Wednesday, August 11, 2010

Hay Delivery Day

It was hay and feed delivery day yesterday. The kids and I helped unload and stack 60 bales of straw and hay and 600 pounds of feed. The bales ranged from about 50 pounds for timothy to over 100 for alfalfa. For some ungodly reason, we stacked the alfalfa last. Oh my, was I ever ready to die! For some reason, after we were all finished, I snapped a picture of my self after we were done. I was so embarrassed when I saw that picture! My face was SO red from the exercise and heat. The hay delivery dude saw me like THAT!? It's a good thing I've already got a great guy and don't have to impress anyone else!

Here's the hay on the truck.

We found a snug little cave where something had made a home in the straw.

Here's one pile of straw.

Alfalfa on the right and straw on the left.

Timothy (and there's more!)

I also got some 16 percent protein horse chow for the goats. All that hay and feed sure makes the barn smell wonderful! I just love the smell of horse chow. It's grains mixed with molasses and minerals, and it smells so sweet.

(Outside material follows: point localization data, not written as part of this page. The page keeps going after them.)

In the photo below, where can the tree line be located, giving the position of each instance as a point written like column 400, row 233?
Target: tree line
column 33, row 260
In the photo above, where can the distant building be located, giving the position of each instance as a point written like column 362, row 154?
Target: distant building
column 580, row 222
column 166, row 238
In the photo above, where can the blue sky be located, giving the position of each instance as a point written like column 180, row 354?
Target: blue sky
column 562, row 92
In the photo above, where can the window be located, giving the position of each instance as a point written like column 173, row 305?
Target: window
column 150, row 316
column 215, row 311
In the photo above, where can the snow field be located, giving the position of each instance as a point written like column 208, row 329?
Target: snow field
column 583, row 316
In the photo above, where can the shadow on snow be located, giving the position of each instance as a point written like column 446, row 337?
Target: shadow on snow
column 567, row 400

One on the things I'd like to do with this blog is help others to see how much it costs to raise livestock of different kinds and what can reasonably be expected as a return. Of course, there are returns that cannot be measured financially, like fresh air, exercise and satisfaction. However, I know that for myself, I tried so hard to find some clear information on how much it might cost to keep the goats, and how much feed and hay I would need, and it was oh so hard to find anything. I finally found an equation that would help me to get a rough estimate on what I would need for hay. I hope to share what I'm finding and what I discover along the way with anyone interested in trying to figure it all out. So, my next post is going to be a description of what I've purchased and the cost, and an equation to help anyone else who's trying to figure this all out. As I go along with all of this, I'll report on the outcome of the decisions that I made. See ya next time!


  1. I am eagerly awaiting all the info you can give! On the farm where I grew up we raised about 60 sheep, and I have no illusions that one can earn lots of income doing small scale livestock, but you are right about the exercise and satisfaction and the joy one gets from doing so! I am hoping to learn as much as I can so I won't go IN the hole LOL, and breaking even financially plus the benefit of meat for our family will be enough for me. Love the photos, you definitely have a leg up already having that nice building!

  2. Erin-
    I'm so glad you feel you'll find this helpful. I would love it if more people could get info like this. I sure would have loved to! The woman that I am getting my goats from said that I could figure on about $100/yr. per goat. I don't think that's accurate at all so far, but then again, I'm so far from anywhere as far as buying hay and feed. I'm sure that the way I found to get hay was more expensive than some people could find it. Maybe as time goes on, I'll learn about some of those deals too. Hopefully in time for you to gain from it when you get here! :)

  3. What a wonderful feeling to have all that feed including hay and straw stashed away in the barn so early in the year! Almost as good as having the pantry and freezer stocked in the house. I know you're going to enjoy your milk goats so much. Granted it would be nice to have some part of the homestead earn some cash, but maybe the most important thing is to be able to provide the necessities for the family.

  4. You are so right! I am certainly not planning to earn money from the goats. I only meant the return in milk and possibly meat. That's definitely the important thing here. Being able to provide us all with that milk!
    Yes, it feels good to have the feed and hay ready for them. Now I just have to wait for the goats to be ready for us! I feel sure I'm going to love having them too. I honestly can hardly wait to see the babies frolicking around! I pray everything goes well with kidding. I am a bit nervous about that!